Deployment Runbook: Initial Production Deployment

Alert: First-Time Production Deployment

Severity: HIGH
Duration: 2-4 hours
Team: Platform Engineering + SRE

1. Pre-Deployment Checklist (1 hour before)

Infrastructure Readiness

Terraform plan reviewed and approved
All AWS resources validated (VPC, EKS, RDS, Redis)
Database backups verified and tested
DNS records prepared (ready for cutover)
TLS certificates obtained and verified
Load balancer configured and health checks passing
All security groups properly configured
IAM roles and policies reviewed

Application Readiness

All tests passing (unit, integration, e2e)
Code review completed and merged to main
Docker images built and pushed to registry
Helm charts validated against production environment
Configuration secrets validated in AWS Secrets Manager
Database migrations tested and verified
Feature flags configured and tested
Monitoring dashboards created in Storm

Communication Plan

Announce maintenance window in Slack #status
Brief support team on expected behavior
Create incident channel for coordination
On-call engineers confirmed and briefed
Customer communication drafted (if applicable)

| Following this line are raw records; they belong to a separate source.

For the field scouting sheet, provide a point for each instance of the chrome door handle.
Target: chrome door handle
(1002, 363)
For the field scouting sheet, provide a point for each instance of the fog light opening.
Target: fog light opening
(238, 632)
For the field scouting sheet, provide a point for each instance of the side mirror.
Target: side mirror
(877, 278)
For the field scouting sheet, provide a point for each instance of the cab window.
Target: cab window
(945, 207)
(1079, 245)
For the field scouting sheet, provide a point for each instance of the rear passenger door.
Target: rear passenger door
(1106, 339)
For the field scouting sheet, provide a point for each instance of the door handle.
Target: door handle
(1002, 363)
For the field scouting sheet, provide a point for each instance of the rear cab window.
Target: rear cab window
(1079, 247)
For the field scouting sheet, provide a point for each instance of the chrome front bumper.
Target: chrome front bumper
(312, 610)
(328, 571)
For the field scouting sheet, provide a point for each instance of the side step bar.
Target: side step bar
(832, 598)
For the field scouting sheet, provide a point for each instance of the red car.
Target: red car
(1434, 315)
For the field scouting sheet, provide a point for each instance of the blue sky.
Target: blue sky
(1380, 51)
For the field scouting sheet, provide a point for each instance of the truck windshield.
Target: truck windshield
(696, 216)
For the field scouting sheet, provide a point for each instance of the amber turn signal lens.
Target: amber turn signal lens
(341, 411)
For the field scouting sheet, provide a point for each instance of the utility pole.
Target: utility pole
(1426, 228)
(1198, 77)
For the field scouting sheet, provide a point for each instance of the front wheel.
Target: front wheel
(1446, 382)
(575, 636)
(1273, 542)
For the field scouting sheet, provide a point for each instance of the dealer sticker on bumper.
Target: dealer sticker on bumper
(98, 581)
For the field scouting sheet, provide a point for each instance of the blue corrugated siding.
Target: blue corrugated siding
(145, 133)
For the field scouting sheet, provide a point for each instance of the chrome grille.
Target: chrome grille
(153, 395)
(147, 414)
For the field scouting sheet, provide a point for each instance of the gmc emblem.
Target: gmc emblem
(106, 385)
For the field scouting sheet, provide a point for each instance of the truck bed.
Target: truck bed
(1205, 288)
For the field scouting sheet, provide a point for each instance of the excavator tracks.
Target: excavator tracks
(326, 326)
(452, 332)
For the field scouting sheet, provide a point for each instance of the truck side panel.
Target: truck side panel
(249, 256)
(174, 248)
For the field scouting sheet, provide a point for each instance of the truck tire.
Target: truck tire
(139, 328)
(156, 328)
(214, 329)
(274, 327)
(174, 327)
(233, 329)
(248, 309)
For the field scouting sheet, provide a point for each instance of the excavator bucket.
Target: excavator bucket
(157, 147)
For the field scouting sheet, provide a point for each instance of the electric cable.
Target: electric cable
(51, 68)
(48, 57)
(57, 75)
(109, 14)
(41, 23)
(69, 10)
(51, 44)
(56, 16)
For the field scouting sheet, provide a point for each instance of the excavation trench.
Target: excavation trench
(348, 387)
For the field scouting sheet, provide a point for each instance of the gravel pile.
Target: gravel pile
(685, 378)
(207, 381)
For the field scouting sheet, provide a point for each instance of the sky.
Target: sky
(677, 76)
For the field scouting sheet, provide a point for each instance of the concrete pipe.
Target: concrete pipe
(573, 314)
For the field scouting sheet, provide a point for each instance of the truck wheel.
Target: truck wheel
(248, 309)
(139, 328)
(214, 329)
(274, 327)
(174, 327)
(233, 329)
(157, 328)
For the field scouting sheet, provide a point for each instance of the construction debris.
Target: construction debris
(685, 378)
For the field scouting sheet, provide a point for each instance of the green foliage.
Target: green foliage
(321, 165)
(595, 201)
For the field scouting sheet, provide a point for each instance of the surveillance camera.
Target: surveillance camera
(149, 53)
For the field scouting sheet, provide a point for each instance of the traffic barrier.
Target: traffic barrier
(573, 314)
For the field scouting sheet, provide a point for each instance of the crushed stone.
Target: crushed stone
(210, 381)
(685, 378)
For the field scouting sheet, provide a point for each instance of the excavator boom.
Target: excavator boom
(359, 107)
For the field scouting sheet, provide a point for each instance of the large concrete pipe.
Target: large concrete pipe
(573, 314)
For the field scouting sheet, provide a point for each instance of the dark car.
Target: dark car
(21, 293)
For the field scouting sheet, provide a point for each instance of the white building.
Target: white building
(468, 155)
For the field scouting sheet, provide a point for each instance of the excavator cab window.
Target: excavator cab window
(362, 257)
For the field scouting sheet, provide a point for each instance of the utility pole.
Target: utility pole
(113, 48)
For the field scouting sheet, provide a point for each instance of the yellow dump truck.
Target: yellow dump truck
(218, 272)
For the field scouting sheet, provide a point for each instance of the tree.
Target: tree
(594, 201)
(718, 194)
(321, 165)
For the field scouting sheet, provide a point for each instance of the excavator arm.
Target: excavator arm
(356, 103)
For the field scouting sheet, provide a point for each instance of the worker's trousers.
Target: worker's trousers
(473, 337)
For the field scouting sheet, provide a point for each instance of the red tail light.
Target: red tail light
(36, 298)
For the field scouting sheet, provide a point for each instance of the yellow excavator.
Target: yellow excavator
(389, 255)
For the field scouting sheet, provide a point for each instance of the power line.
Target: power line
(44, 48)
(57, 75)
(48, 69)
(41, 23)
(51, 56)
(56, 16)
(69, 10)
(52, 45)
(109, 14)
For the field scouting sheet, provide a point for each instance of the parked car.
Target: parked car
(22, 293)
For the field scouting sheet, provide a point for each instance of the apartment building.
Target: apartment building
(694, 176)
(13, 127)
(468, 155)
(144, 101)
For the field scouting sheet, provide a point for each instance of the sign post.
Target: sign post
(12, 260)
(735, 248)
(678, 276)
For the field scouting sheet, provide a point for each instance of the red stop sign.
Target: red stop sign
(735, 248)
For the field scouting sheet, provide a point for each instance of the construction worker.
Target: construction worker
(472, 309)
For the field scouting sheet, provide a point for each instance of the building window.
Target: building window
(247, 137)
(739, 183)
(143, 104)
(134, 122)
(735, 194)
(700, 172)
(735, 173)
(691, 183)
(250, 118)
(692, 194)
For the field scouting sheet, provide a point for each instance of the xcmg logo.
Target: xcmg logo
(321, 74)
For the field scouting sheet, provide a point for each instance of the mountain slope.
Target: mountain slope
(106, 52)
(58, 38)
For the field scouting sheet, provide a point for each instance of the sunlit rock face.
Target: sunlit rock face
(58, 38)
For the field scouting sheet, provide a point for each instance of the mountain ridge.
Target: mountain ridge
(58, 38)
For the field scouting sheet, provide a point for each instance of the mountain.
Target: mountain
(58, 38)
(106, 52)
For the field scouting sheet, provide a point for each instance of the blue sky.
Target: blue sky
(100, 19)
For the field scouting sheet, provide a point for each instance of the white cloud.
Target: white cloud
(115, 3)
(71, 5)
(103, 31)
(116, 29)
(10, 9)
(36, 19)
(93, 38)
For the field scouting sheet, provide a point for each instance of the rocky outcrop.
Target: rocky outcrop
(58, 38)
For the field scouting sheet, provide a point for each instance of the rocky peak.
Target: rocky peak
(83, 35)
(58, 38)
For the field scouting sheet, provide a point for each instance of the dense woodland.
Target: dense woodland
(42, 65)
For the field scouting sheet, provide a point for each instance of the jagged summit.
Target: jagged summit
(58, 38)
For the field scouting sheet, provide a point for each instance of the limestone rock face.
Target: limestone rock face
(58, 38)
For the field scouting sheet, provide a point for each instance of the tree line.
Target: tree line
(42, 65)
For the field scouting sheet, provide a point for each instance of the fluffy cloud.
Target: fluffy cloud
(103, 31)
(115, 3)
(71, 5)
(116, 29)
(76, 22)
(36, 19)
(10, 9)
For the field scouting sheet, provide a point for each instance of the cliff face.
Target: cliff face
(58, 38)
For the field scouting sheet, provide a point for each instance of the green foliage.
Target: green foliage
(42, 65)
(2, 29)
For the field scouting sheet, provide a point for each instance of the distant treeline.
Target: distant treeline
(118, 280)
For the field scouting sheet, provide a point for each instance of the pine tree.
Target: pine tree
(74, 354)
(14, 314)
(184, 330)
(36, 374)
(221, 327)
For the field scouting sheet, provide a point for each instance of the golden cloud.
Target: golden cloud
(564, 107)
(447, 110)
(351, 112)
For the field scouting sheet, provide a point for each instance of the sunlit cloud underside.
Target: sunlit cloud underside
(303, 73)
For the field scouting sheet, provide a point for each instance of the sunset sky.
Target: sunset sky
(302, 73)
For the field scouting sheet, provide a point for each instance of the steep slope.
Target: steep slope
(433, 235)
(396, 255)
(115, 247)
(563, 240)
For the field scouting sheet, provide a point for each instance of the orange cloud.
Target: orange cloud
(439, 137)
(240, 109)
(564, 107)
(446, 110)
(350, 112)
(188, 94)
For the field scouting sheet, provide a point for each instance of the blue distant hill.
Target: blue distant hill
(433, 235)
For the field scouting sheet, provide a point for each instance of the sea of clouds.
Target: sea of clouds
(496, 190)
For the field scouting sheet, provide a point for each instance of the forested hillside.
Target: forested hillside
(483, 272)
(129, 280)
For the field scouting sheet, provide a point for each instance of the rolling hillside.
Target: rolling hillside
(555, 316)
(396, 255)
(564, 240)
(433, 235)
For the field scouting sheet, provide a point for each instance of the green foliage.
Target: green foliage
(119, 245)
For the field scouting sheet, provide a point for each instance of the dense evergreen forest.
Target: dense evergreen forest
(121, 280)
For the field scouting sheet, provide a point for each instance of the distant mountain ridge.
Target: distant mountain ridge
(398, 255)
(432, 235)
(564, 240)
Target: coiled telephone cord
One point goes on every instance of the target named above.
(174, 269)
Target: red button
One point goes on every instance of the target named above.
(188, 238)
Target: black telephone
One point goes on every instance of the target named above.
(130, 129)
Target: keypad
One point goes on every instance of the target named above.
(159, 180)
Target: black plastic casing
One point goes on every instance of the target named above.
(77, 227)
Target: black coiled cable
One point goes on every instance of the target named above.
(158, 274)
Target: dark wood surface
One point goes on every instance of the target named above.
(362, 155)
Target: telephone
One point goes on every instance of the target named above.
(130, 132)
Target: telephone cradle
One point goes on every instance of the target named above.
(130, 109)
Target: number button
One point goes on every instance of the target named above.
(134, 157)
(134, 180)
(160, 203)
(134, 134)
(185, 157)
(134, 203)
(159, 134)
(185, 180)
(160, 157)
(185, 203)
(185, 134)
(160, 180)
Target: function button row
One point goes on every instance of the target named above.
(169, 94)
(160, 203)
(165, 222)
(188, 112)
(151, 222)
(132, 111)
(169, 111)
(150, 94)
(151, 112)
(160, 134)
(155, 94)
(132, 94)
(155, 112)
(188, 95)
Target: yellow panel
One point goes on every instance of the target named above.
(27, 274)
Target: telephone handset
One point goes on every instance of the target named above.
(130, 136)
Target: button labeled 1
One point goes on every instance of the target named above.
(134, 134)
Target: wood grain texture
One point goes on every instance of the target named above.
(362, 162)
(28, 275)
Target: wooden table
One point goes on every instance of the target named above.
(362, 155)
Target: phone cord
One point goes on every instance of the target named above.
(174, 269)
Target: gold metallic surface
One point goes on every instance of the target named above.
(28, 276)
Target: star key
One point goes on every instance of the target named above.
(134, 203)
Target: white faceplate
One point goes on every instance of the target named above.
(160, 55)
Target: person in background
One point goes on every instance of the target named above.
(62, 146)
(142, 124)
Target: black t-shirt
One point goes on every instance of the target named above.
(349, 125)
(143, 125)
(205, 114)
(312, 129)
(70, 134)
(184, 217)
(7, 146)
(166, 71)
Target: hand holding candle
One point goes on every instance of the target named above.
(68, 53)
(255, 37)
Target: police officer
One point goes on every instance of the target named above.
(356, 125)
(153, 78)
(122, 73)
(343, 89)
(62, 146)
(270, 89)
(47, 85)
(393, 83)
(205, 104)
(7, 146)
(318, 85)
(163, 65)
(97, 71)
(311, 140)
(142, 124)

Observability Verification

Storm observability stack healthy (all 8 services)
Prometheus scraping targets verified
Grafana dashboards loaded successfully
Jaeger collector accepting traces
ELK Stack receiving logs
AlertManager routing alerts correctly
Sample alerts tested and verified

2. Deployment Execution (2-3 hours)

Phase 1: Infrastructure Provisioning (30 min)

# 1. Prepare Terraform
cd infrastructure/terraform
terraform init -upgrade
terraform fmt -recursive
terraform validate

# 2. Plan Infrastructure
terraform plan \
  -var-file="environments/prod.tfvars" \
  -out=tfplan

# 3. Review Plan Output
# ❗ MUST review all changes before proceeding

# 4. Apply Infrastructure
terraform apply tfplan

# 5. Capture Outputs
terraform output -json > outputs.json

Success Criteria:

All Terraform resources created without errors
VPC with public/private subnets operational
EKS cluster healthy with all nodes ready
RDS database created and accessible
Redis cluster created and accessible
Security groups properly configured

Phase 2: Database Initialization (20 min)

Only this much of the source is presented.